Mas a componente territorial é o que o diferencia de outros grupos fundamentalistas islâmicos…
Sim, o grande feito do Estado Islâmico foi a conquista de território, ao contrário da Al-Qaeda. Conseguiram criar um aparente califado e algumas das suas profecias cumpriram-se, como o hastear das bandeiras negras em Dabiq [norte da Síria]. Isso deu-lhes bastante poder. Mas com a queda de Mossul [Iraque] e a previsível queda de Raqqa, desmorona-se o seu território instável e apenas pode sobreviver a ideia. Os combatentes europeus vão voltar para a Europa e iremos ver mais explosões nos próximos anos. Os combatentes da Ásia central também vão voltar para os seus países e fazer estremecer países como o Usbequistão. Quanto aos combatentes árabes, vão permanecer clandestinos nas cidades ou vão para o vale do rio Eufrates formar um exército. O ISIS está a perder batalhas atrás de batalhas, mas ainda não perdeu a guerra. Só a irá perder se a ideia for derrotada.
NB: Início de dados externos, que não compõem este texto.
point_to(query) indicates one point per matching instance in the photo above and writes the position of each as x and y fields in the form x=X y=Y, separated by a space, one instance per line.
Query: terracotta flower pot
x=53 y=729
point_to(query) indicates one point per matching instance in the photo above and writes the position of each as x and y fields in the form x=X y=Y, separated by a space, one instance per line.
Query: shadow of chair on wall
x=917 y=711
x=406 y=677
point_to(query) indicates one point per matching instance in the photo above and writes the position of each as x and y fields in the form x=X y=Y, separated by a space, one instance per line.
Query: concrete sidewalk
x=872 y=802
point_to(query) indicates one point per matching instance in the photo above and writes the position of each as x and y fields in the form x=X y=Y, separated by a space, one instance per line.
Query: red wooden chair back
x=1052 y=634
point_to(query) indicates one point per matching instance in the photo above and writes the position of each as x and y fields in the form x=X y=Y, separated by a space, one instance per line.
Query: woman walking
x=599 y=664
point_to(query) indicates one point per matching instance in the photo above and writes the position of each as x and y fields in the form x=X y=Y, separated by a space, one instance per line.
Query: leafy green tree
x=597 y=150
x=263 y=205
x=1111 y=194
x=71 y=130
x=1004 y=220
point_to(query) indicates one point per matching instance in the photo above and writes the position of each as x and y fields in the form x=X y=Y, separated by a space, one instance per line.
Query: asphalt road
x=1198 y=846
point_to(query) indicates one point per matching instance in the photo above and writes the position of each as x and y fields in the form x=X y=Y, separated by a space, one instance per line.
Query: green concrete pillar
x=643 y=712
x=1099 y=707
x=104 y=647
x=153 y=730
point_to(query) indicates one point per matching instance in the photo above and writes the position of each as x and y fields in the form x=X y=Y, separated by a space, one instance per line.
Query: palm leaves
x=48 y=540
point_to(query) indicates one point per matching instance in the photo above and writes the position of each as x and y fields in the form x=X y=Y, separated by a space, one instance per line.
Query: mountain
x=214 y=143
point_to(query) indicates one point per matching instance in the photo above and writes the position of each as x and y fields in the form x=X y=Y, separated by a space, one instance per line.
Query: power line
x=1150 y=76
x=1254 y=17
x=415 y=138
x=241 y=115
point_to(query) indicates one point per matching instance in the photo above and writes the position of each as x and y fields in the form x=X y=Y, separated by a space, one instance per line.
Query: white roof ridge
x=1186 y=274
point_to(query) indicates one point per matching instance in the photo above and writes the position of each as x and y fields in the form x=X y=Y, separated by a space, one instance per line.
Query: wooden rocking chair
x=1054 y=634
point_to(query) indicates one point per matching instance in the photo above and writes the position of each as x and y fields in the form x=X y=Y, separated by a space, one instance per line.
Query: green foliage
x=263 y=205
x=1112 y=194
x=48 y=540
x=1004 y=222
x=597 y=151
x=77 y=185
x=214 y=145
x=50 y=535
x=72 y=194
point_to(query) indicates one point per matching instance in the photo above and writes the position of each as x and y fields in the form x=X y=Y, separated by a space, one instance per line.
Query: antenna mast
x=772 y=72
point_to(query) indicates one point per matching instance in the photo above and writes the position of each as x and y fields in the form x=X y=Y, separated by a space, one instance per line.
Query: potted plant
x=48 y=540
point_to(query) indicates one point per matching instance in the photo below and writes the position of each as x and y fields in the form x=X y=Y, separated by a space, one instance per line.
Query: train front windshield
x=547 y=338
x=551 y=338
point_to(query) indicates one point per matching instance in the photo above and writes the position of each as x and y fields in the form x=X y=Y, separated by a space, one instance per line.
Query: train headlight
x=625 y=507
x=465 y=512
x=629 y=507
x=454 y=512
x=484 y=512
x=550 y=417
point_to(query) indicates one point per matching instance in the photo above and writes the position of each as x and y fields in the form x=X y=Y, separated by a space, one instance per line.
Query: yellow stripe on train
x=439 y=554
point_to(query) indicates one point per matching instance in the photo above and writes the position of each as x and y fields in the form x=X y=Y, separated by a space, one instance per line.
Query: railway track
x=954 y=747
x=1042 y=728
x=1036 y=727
Mas concorda que aquilo que nascerá da derrota geográfica será algo distinto do atual Estado Islâmico?
Na realidade, pouco importa se será distinto ou se terá este ou aquele nome. A ideia de fim do mundo, de niilismo, de conquista do mundo por obrigação divina, de morte em combate, sobreviverá enquanto existirem formas bem-sucedidas de persuasão de jovens ingénuos e oprimidos pelo mundo ocidental. É geracional. Isto vai continuar durante anos e anos e anos. Odeio a expressão “novo normal”, mas este é o ponto em que estamos e onde iremos ficar nos próximos anos. E vai piorar.